Face aux défis majeurs auxquels l'Union européenne est aujourd'hui confrontée - guerre en Ukraine, transition écologique, migrations... -, les attentes de ses citoyens sont très fortes. Or, dans le même temps, comme l'a manifesté la progression des partis populistes et extrémistes aux élections européennes de juin 2024, l'Union européenne est perçue comme technocratique, lointaine et peu efficace. On lui reproche un processus de décision opaque et peu démocratique, une déconnexion des réalités du terrain, une réglementation excessive et complexe qui pèse sur les États et les collectivités territoriales et qui nuit à la compétitivité des entreprises, ainsi que le dénonce Mario Draghi dans son rapport paru en septembre 2024...

Dès lors, peut-on réellement parler d'une dérive normative et technocratique de l'Union européenne ? Alors que l'Union européenne a un rôle essentiel à jouer pour répondre aux nombreux défis du moment, comment rendre l'action de l'Union européenne plus légitime, plus efficace et mieux admise par les citoyens ? À l'aube d'un nouveau cycle institutionnel européen, la commission des affaires européennes du Sénat a souhaité dresser un état des lieux et formuler des propositions. Elle a confié à trois de ses membres un rapport d'information sur ce sujet : tous trois convaincus de la nécessité de l'Union européenne, ils assument une certaine exigence envers elle, comme remède à la défiance croissante.

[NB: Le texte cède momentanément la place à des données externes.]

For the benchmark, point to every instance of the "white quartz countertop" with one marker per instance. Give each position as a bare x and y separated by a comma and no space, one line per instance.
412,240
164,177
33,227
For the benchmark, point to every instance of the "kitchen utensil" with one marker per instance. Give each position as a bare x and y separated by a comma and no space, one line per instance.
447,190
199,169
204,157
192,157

I. UNE DÉRIVE NORMATIVE DE L'UNION EUROPÉENNE QUI LA FRAGILISE

A. UN VOLONTARISME EUROPÉEN ALIMENTANT LE RISQUE D'UNE DÉRIVE NORMATIVE... 

Le premier mandat de Ursula von der Leyen à la présidence de la Commission européenne a été marqué par une intense activité normative de l'Union européenne. Confrontée à une succession de crises, depuis la crise migratoire à la guerre en Ukraine en passant par la pandémie de Covid 19, mais aussi en réponse au défi de la double transition, écologique et numérique, l'Union européenne a été amenée à adopter de nombreux actes ces dernières années : environ 13 000 textes entre 2019 et 2024, contre 5 500 aux États-Unis.

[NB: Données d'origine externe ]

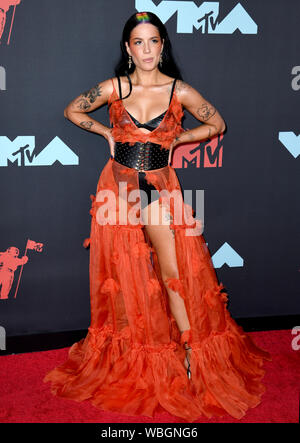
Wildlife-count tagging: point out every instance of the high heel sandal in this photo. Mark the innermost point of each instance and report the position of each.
(188, 371)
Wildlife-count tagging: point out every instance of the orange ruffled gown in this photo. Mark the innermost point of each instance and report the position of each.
(132, 359)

Certains textes, comme ceux instaurant un devoir de vigilance des entreprises en matière environnementale, interdisant la commercialisation en Europe de produits issus de la déforestation ou encore le règlement sur la gestion des déchets et des emballages, ont imposé de fortes contraintes aux États membres, aux collectivités territoriales et aux entreprises, notamment les PME. Dans son récent rapport, Mario Draghi fait observer que le produit intérieur brut de l'Union européenne décroche sensiblement en raison d'un ralentissement de sa croissance et de sa productivité. Selon une étude, les charges administratives de l'UE représentaient un coût annuel de l'ordre de 150 milliards d'euros, soit 1,3 % du PIB européen.

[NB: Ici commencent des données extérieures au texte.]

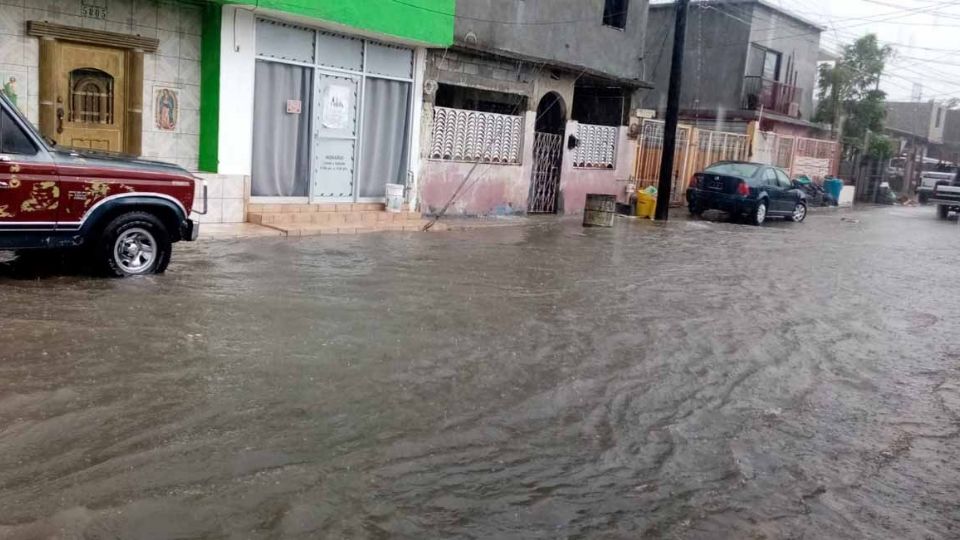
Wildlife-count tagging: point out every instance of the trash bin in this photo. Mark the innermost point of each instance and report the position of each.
(599, 210)
(833, 187)
(646, 204)
(395, 197)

Il faut aussi déplorer les bases juridiques parfois fragiles des initiatives législatives européennes - fondées de manière parfois contestable sur les articles 114, 122 et 352 du TFUE -, une préférence croissante pour les règlements plutôt que les directives plus respectueuses de la diversité nationale, ainsi qu'un volontarisme exécutif de la Commission se traduisant par un recours abusif aux actes d'exécution ou aux actes délégués.